Deployability is one of those quality attributes which is not fundamental to the software. However, in this book, we are interested in this aspect, because it plays a critical role in many aspects of the ecosystem in the Python programming language and its usefulness to the programmer.
Deployability is the degree of ease with which software can be taken from the development to the production environment. It is more of a function of the technical environment, module structures, and programming runtime/languages used in building a system, and has nothing to do with the actual logic or code of the system.
The following are some factors that determine deployability:
- Module structures: If your system has its code organized into well-defined modules/projects which compartmentalize the system into easily deployable subunits, the deployment is much easier. On the other hand, if the code is organized into a monolithic project with a single setup step, it would be hard to deploy the code into a multiple node cluster.
- Production versus development environment: Having a production environment which is very similar to the structure of the development environment makes deployment an easy task. When the environments are similar, the same set of scripts and toolchains that are used by the developers/DevOps team can be used to deploy the system to a development server as well as a production server with minor changes—mostly in the configuration.
- Development ecosystem support: Having a mature tool-chain support for your system runtime, which allows configurations such as dependencies to be automatically established and satisfied, increases deployability. Programming languages such as Python are rich in this kind of support in its development ecosystem, with a rich array of tools available for the DevOps professional to take advantage of.
- Standardized configuration: It is a good idea to keep your configuration structures (files, database tables, and others) the same for both developer and production environments. The actual objects or filenames can be different, but if the configuration structures vary widely across both the environments, deployability decreases, as extra work is required to map the configuration of the environment to its structures.

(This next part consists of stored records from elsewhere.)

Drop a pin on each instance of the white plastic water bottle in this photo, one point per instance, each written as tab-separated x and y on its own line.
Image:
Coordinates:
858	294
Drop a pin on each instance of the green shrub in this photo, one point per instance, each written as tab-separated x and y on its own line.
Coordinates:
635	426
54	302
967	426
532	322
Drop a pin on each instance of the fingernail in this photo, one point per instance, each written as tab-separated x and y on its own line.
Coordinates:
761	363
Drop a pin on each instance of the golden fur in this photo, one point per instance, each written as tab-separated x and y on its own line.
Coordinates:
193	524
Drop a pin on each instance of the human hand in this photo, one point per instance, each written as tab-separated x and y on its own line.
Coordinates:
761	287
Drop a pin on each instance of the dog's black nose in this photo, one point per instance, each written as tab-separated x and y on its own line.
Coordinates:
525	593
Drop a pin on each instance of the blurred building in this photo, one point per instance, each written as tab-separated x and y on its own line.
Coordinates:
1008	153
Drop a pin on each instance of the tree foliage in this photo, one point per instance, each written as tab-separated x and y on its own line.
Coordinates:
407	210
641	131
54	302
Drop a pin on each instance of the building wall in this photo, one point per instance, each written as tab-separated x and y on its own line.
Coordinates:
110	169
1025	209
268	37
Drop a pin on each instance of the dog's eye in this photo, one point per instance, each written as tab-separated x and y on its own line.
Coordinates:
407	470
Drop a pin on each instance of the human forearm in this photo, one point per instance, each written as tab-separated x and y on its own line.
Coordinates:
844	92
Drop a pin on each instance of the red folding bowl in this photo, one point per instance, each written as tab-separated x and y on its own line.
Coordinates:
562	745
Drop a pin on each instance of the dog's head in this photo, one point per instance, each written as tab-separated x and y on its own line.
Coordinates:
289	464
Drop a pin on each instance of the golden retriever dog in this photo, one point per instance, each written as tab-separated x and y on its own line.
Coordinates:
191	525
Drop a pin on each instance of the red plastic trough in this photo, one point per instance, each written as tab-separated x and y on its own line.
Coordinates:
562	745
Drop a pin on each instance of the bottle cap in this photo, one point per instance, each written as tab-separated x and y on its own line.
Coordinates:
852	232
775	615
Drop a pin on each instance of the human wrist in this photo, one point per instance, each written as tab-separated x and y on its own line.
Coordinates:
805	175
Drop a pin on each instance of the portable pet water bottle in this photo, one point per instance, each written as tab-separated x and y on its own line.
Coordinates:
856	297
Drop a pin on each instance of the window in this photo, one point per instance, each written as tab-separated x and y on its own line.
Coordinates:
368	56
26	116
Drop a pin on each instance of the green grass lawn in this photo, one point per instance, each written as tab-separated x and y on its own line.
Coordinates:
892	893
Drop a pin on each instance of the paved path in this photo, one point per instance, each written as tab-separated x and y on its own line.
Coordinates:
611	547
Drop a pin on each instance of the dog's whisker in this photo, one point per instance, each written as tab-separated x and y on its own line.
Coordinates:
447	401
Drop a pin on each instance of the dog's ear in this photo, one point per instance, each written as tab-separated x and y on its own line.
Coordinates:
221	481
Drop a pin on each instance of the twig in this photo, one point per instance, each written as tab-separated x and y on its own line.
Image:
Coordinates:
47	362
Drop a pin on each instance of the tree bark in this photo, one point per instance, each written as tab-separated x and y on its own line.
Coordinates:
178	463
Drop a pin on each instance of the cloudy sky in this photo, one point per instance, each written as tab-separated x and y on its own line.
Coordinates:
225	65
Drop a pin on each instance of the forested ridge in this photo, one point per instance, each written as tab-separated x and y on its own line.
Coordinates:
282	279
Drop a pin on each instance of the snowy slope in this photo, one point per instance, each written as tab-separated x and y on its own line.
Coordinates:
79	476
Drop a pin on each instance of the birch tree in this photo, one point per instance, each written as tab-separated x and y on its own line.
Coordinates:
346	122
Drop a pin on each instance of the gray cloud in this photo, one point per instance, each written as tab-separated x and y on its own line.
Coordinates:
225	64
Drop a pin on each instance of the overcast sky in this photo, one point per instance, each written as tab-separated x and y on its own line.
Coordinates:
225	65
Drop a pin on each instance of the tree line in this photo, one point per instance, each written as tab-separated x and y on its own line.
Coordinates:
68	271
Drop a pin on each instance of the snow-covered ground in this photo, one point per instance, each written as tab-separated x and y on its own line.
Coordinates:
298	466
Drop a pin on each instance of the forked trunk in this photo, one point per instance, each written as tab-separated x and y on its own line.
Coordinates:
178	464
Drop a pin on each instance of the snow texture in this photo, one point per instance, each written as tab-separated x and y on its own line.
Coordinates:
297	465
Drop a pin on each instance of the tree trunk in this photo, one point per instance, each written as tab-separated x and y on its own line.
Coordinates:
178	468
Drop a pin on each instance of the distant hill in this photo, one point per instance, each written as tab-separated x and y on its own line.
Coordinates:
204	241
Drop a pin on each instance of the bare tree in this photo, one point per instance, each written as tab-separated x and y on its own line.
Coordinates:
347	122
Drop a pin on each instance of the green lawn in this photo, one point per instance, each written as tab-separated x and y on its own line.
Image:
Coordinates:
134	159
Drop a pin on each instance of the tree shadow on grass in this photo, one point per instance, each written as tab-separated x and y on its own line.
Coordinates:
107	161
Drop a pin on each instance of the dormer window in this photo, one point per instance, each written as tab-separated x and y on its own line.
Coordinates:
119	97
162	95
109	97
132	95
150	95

- Standardized infrastructure: It is a well-known fact that keeping your deployments to a homogeneous or standardized set of infrastructure greatly aids deployability. For example, if you standardize your frontend application to run on 4 GB RAM, Debian-based 64-bit Linux VPS, then it is easy to automate deployment of such nodes—either using a script, or by using elastic compute approaches of providers such as Amazon—and to keep a standard set of scripts across both development and production environments. On the other hand, if your production deployment consists of heterogeneous infrastructure, say, a mix of Windows and Linux servers with varying capacities and resource specifications, the work typically doubles for each type of infrastructure decreasing deployability.
- Use of containers: The user of container software, popularized by the advent of technology such as Docker and Vagrant built on top of Linux containers, has become a recent trend in deploying software on servers. The use of containers allows you to standardize your software, and makes deployability easier by reducing the amount of overhead required to start/stop the nodes, as containers don't come with the overhead of a full virtual machine. This is an interesting trend to watch for.